Just to add an additional note onto that. And currently value set is pretty much aligned with, you know, the ACOG, and just a little bit probably the chart abstract the measure, PC-01, the labor, might be a little bit different from the ACOG. So, yeah, if you have specific code or something you think is not aligned, please let us know. This next question comes from Eric Leaha (sp) from VCU Health. More general question. Any indications on CMS keeping PC-01 beyond 2020 and not retiring the measure? Will TJC keep this measure as an eCQM beyond 2020? Thank you very much for your question. So, in the final rule from CMS, they did indicate that they are removing the PC-01 eCQM from the 2020 reporting period. However, the Joint Commission is - is pursuing keeping that as a measure in our own portfolio. And more details will come on that about mid-summer. Okay. That was the last question in our queue.
We'll give another minute or so if folks have thought of more questions. Okay. Well, thank you every - We do have one more.

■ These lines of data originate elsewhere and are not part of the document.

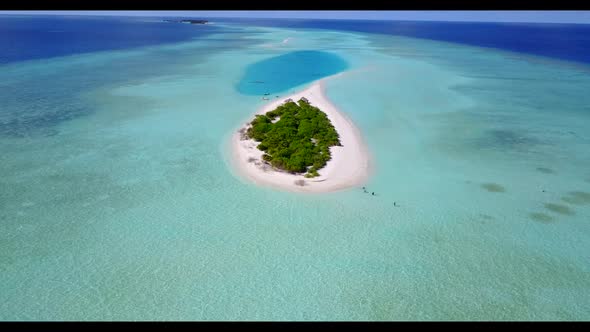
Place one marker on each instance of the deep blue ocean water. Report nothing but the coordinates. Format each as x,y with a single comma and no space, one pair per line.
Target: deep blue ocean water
280,73
569,42
39,37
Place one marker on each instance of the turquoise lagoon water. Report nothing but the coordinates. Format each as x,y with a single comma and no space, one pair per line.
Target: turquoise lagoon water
279,73
118,200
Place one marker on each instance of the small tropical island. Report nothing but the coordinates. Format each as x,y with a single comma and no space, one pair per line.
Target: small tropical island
304,146
296,137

This is from Debra Ahinaoka (sp) from Capilano Medical Center. Is that in Hawaii? I'm super jealous. Do you have the national rate and benchmark for PC-02, 03, and 04? Yes. So, this is Susan again. We, as I said, Joint Commission doesn't necessarily set a - a benchmark for the measures. However, the national rates are reported in our national - our annual report. The most recent one is posted on our website. Thank you, Susan. All right. Well, it looks like questions are winding down, so we will end this session ahead of schedule. Any questions unanswered today require some additional review and will be addressed in the follow up question-and-answer document. A few closing remarks before we end the session. As a reminder, the slides are available for download now.